Companies have different needs for exceptions. MeadWestvaco, a global paper manufacturer, allows few exceptions to technology standards because it is pursuing a strategy of operational excellence. Operating at low cost means adopting and complying with standards. Accordingly, the CIO handles exception requests. UPS, in contrast, expects to innovate through IT. UPS’s layered exception process, described earlier, helps the business recognize opportunities for new technologies.

Change governance only when desirable behaviors change. The process of changing governance, communicating the changes and then institutionalizing the new approach is lengthy. Governance takes six months or longer to implement, according to our study. Top performers changed their governance on average less than once a year, and their intent was to do so even less frequently. Poorer performing organizations changed their governance method as much as three times a year. Because organizations need time to learn new governance mechanisms, changes should be rare. Once a company has designed a coherent set of mechanisms, governance can remain intact until a change in strategic direction redefines desirable behaviors.

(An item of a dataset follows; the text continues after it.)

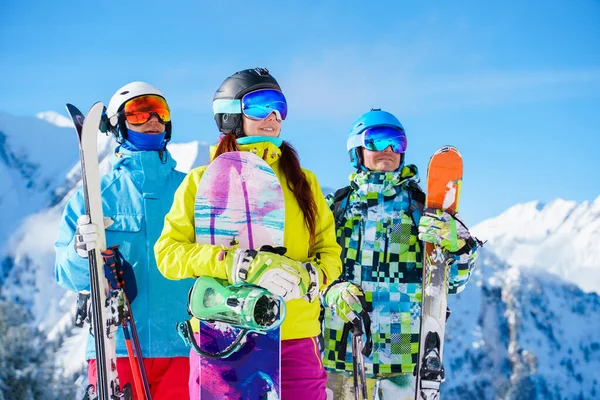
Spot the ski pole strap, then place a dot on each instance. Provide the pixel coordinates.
(119, 272)
(364, 320)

For example, when J.P. Morgan Chase decided to seek synergies across its business units, management instituted governance structures to encourage the use of standardized technologies. With those mechanisms in place, the enterprise may occasionally tweak membership in decision-making structures, or enhance alignment processes or communication approaches. However, the basic set of governance mechanisms should be long-lasting.

Provide transparency and education. The most important predictor of top governance performance in our study was the percentage of managers in leadership positions who could accurately describe their enterprise’s IT governance. The higher the percentage of managers who could describe governance, the higher the governance performance. When more managers can accurately describe governance, it is more likely to be part of the enterprise’s management culture, and thus more likely to be followed—or better still, challenged and improved. Without an awareness of IT governance, there is no chance that it will be followed. Nearly half of all of the managers in the top 50 percent of governance performers could accurately describe their IT governance, while fewer than 30 percent of the managers could do so in the poorer performers. Proactively designing governance and then educating everyone in the enterprise as to how governance decisions are made reduces the mystery of IT and enables managers throughout the organization to accept responsibility for its effective use as a strategic asset.

While some companies fritter away their IT investments on tactical improvements, others target IT dollars on fulfilling strategic objectives. Not surprising, companies that use IT strategically demonstrate stronger financial performance. But strategic use of IT is possible only when companies design and communicate IT decision-making parameters and mechanisms. At the bare minimum, IT governance frees up the scarcest resource-management attention for the decisions that matter most.